Aboriginal Law BulletinMay 3, 2013
In Lameman v. Alberta, 2013 ABCA 148, the Alberta Court of Appeal dismissed an appeal by the Crown in Right of Alberta (“Alberta”) and the Attorney General of Canada (“Canada”) from a decision of the Alberta Court of Queen’s Bench refusing to strike portions of the Statement of Claim of the Beaver Lake Cree Nation (“BLCN”). By affirming the lower court’s decision, the Court of Appeal allowed the BLCN’s claim for damages for treaty infringement to proceed.

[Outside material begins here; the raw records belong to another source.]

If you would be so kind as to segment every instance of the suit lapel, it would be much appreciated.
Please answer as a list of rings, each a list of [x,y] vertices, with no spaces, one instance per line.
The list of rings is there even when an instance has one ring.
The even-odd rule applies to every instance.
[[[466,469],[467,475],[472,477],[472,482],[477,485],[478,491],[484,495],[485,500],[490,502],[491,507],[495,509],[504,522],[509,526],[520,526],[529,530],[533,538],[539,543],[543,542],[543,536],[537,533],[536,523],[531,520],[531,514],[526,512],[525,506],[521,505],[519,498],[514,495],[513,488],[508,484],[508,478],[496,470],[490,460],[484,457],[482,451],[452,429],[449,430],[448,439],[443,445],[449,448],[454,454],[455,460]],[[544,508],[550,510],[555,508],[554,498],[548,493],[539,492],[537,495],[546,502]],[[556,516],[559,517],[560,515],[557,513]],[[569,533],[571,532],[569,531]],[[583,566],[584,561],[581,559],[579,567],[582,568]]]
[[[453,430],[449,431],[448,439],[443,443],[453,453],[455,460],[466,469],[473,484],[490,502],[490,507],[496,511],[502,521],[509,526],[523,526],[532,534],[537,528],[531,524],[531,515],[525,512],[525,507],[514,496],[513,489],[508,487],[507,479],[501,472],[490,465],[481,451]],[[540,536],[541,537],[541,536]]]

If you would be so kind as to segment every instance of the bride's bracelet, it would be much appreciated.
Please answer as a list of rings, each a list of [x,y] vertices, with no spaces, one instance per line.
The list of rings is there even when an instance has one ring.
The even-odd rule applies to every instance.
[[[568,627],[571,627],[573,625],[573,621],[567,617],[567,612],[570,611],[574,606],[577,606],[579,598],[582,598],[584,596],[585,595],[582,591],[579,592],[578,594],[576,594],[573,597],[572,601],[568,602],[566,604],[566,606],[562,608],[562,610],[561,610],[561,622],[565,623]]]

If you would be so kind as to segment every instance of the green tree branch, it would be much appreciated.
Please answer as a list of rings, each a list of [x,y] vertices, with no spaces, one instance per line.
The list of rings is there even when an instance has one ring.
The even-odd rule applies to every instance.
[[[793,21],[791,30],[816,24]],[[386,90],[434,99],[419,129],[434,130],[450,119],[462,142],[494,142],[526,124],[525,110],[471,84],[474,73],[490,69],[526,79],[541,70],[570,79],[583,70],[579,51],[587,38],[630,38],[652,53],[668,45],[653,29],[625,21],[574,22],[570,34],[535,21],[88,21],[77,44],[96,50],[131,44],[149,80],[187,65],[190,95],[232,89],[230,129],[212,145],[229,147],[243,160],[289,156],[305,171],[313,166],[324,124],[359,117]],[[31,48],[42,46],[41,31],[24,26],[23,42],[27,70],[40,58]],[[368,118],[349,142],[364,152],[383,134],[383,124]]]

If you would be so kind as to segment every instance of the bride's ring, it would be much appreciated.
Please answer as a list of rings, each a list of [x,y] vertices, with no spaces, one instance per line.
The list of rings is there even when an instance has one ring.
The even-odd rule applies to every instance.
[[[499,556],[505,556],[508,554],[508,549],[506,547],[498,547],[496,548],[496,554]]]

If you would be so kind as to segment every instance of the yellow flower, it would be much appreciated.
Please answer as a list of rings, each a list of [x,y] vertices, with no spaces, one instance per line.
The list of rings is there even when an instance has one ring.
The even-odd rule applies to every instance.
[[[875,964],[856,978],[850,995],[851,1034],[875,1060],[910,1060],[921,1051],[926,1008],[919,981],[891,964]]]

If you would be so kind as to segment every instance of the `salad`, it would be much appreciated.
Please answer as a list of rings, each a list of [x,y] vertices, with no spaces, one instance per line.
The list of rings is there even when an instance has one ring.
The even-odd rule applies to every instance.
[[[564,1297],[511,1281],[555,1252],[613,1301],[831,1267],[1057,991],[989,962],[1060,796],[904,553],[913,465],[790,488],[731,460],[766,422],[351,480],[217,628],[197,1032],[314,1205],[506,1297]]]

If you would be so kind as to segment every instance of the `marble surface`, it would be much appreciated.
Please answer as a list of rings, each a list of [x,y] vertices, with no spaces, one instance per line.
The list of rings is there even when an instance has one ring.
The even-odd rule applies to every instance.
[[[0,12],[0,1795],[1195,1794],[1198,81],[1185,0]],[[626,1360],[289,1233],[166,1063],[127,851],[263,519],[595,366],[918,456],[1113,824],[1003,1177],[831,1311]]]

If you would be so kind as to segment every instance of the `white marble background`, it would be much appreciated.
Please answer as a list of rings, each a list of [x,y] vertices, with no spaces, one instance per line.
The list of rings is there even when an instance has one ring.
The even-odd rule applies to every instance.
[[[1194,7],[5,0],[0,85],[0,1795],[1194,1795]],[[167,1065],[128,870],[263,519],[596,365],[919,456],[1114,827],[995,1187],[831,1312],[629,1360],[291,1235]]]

The basis for the BLCN’s claim is that the cumulative impacts of past Crown authorizations for resource development in their traditional territory unjustifiably infringes their rights to hunt, trap, and fish under Treaty 6.
BLCN is a signatory to Treaty 6. Under Treaty 6, the signatory First Nations surrendered certain lands to the Crown in exchange for reserve land and other benefits, including the right to hunt, trap, and fish throughout the tracts surrendered. BLCN alleges that the Treaty requires Alberta and Canada to manage BLCN’s core traditional lands to ensure that its members are able to exercise their treaty rights.
In its claim, BLCN seeks damages from Alberta and Canada for alleged breaches of their Treaty 6 obligations. By granting approximately 19,000 individual authorizations for oil and gas, forestry, mining, and other activities on BLCN’s claimed “core lands”, BLCN argues that Alberta and Canada have failed to discharge their responsibilities under the Treaty. BLCN says the cumulative impact of these authorizations infringes their treaty rights, as anticipated by Mikisew.
The Alberta Court of Appeal’s decision to refuse to strike BLCN’s claim may result in the adjudication of one of the first actions for damages for past infringements contemplated in Rio Tinto. The decision is also noteworthy as the past infringement at issue arises from the cumulative impacts of development from numerous unrelated projects spanning multiple resource sectors.